I'm not complaining about these terrible twos, and it is really not a suitable name for this stage of a child's life. They are both so precious and hilarious and loving! They especially love each other. Birdie is enamored with all the other children, and is excited when she is doing whatever they're doing. She wants to be right in the middle of whatever they're doing. Her eyes (and Bug's eyes for that matter) are so so expressive. That is also something that she's just recently begun doing, maybe in the last two months. She makes all these silly faces and her eyes get real big as she does something, almost intentionally to make the others laugh. She mimics what anyone around her says, but when she says "Please", somehow she makes it into two syllables, like "pee-dah". When I'm putting ice into glasses for supper, she says "ice" in such a Southern accent way that it sounds almost like "i-us".

On the way to school a few days ago, I started saying the books of the Bible and asking Birdie to repeat after me. She cooperated and began attempting to say all these multiple-syllable words like Deuteronomy and Leviticus. When we got to Ruth, we had to stop because we all couldn't stop laughing. For some reason, when I said Ruth, she must have thought I was making a dog sound (Birdie is all into all the animal sounds and looking at animals, especially dogs). After I said, "Say Ruth," she said, "Roof-roof!" really loud and deep!

Bug is natured so like me, so sensitive and upset over the smallest thing, especially if she thinks she did something wrong. She is very very verbal, and when she uses words incorrectly, it drives Lou Lou crazy. For example, anything in the past, whether it was a few hours ago or two years ago, happened "yesterday" in Bug's vocabulary. Also, she adds "ded" to the end of most verbs in the past tense. She might say, "Mama, you 'member yesterday when Birdie had her birthday [which was back in July], Mama C and Papa and MaJe and Papa J cameded here and we ated breakfast and ated birthday cake and Birdied blowded out her candle?". Then Lou Lou pipes in, "That was not yesterday!".

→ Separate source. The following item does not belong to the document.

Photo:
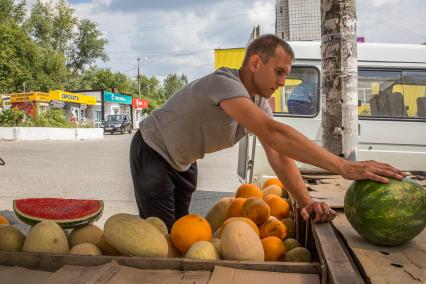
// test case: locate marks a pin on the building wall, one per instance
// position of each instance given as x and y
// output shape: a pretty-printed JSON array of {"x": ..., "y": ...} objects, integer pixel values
[{"x": 298, "y": 19}]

Bug has a puzzle of a map of the USA. She loves putting it together, and after it's all finished, always wants to know where people live. She calls it her land puzzle, and she says it tells her what land everybody we know lives in. She knows we live in North Carolina, and her eyes get great, great big when I answer most of her questions with North Carolina also. "Where does Mama C live?" When I tell her North Carolina, she has a look of surprise and utter glee and responds, "The same as us?". She is hilarious!